Chinese policymakers in Beijing seem to be aware of this problem, and
they try to show, through Beijing's support of real property value in
Hong Kong, that Taiwanese landowners could depend on Beijing to protect
their economic interests. But so far there is no meaningful
full-employment program in Hong Kong to show Taiwan that unemployment
will not rise on Taiwan as Taiwanese companies take advantage of
low-wage labor on the mainland.
To win over Taiwanese natives, China needs to show that political
accommodation between the GMD and the CCP does not translate into
economic loss for the Taiwanese natives who dominate the land-owning
sector and who make up the bulk of wage earners. A full-employment
guarantee by Beijing, for both Hong Kong and Taiwan, would go a long
way to defuse this fear harbored by Taiwanese natives. Unfortunately,
the "one country, two systems" policy, by allowing market
fundamentalism to rule the economies of Hong Kong and Taiwan, precludes
the introduction of any full-employment program. Even on the mainland,
a full-employment program has not been adopted with full vigor, but it
is vital in a world in which full employment has come to be recognized
as a political imperative, regardless of economic ideology.
Some on Taiwan mistakenly argue for the right of self-determination for
the Taiwanese.

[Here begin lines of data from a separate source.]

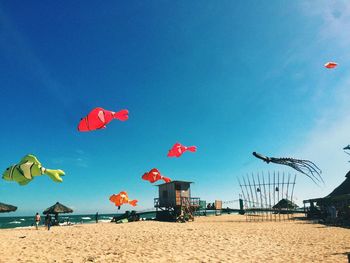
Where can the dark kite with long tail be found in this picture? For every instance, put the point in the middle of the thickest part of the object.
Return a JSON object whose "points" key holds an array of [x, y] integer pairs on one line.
{"points": [[304, 166]]}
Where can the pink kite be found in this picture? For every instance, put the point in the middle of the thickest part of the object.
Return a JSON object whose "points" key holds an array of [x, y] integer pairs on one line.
{"points": [[330, 65], [154, 175], [121, 199], [178, 149], [98, 118]]}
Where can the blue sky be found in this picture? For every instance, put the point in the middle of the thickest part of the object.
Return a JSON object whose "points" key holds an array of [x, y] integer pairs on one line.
{"points": [[230, 78]]}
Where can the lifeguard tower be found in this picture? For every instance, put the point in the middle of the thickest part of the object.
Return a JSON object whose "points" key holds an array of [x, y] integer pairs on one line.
{"points": [[175, 202]]}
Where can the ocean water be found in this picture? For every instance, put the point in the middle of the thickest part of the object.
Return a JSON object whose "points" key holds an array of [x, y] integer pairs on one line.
{"points": [[26, 221]]}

Taiwanese natives are all Chinese natives. The only
indigenous Taiwanese are aborigines. Self-determination consists of the
political and legal processes and structures through which a people
gains and maintain control over its culture, society and economy. With
the creation of the UN, the self-determination of peoples became an
established principle of international law. The principle is embodied
in the UN Charter and in both the International Covenant on Civil and
Political Rights and the International Covenant on Economic, Social and
Cultural Rights. Common Article 1 of these covenants provides that:
"All peoples have the right of self-determination. By virtue of that
right they freely determine their political status and freely pursue
their economic, social and cultural development."
The UN General Assembly invoked this principle in its 1960 Declaration
on the Granting of Independence to Colonial Countries and Peoples, in
which it stated that subjection of peoples to alien domination
constitutes a denial of fundamental human rights and violates the
peoples' right to freely determine their political status and pursue
their economic, social and cultural development. This declaration also
reaffirmed the principle of the territorial integrity of existing
states against separation and secession and gave rise to the so-called
"saltwater test" (which limits the rights of self-determination to
colonized lands that exist across the oceans from the colonizing
country). In accordance with the principle of self-determination and
the saltwater test, the UN supported the independence of European and
US overseas colonies in Africa, Asia and elsewhere, which were not
taken from existing states.
Today, many indigenous communities throughout the world are claiming
the right to self-determination. These are peoples, such as native
Americans and Australian aborigines, who constitute a "first people",
with a prior history of territorial occupation and an ancestral
attachment to their land before it was conquered and occupied by
others, such as Europeans. Both the UN's Draft Declaration on the
Rights of Indigenous Peoples and the Inter-American Draft Declaration
on the Rights of Indigenous People provide for the right of
self-government or autonomy for indigenous peoples within their states
of residence.
But this right of self-determination does not apply to Taiwan.